少なくとも、きっとこの先生も生徒のことを一人一人見ようとしてくれている人なんだと思う。だから、適任ではなかったはずの私を文化祭の委員として抜擢した。
 そしてその相手に瀬名くんも選んだのも、この二人なら上手くやってくれるんじゃないかと踏んで決断したんじゃないだろうか。
 それはそれでまたすごい先生だ。
 普段は豪快に、がはは、と笑ってるだけの先生でもないらしい。
 学校という檻から出れば、学生という肩書が外れれば、もっと自由に暮らせると思っていた。
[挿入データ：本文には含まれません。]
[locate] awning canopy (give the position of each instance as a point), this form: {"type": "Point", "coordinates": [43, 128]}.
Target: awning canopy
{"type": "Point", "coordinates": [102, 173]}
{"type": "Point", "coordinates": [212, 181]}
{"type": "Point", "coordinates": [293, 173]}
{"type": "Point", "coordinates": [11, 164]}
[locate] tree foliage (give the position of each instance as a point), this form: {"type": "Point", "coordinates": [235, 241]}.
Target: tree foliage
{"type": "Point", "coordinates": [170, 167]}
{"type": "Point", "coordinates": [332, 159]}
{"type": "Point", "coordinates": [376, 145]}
ここから出て大人に出ればちゃんと息が出来るって、そう思っていたけど、
「……違ったんだ」
「ん?」
「あ……いや、なんでもないです」
 そうじゃなかった。あそこで変われなければ私はずっと息苦しいままだった。ここから出たってずっと心にある闇が消えたりなんてしなかったんだ。
「みーちゃった」
 先生がその場から去って行ったあと、手櫛で髪を直す。そこでタイミングよく現れた声にばっと振り返る。
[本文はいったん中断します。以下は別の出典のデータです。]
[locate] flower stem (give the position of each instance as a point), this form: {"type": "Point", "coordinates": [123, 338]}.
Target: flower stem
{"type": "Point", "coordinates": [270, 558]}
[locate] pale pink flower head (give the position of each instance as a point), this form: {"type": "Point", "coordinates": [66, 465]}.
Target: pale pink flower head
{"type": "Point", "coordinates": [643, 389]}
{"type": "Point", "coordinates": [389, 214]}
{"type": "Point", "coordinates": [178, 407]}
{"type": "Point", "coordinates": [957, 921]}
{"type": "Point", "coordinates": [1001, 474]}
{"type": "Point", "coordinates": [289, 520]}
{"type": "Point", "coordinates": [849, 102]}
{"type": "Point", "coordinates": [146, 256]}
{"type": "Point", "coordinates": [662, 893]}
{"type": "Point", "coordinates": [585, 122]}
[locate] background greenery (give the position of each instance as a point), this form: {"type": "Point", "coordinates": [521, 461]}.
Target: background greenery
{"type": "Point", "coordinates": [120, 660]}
 廊下の壁に体の横をくっつけ凭れながらこちらをじとっと見る瀬名くんの姿。
「担任との密会! 激写! スクープ」
 指で作ったカメラをこちらに向けながらパシャパシャと棒読みをする彼は、どうやら今日も普段通りだ。
「やめてそれ、誤解招くから」
「えー、なんで」
「なんでもだよ」
 不服そうにこちらを見てる彼に、ゆっくりと歩み寄っては目の前に立つ。
「元気?」
 私の問いかけに彼は「うん」と小さく頷く。
「元気」
「そっか」
「そっちは」
「元気だよ」
「そっか」
 最近のお決まり。
 私は必ず彼と会えば元気かどうかを尋ねる。本当に元気なのかはわからないけど、でも元気だと言ってくれる彼の目は今のところあの日のような虚無感は宿っていない。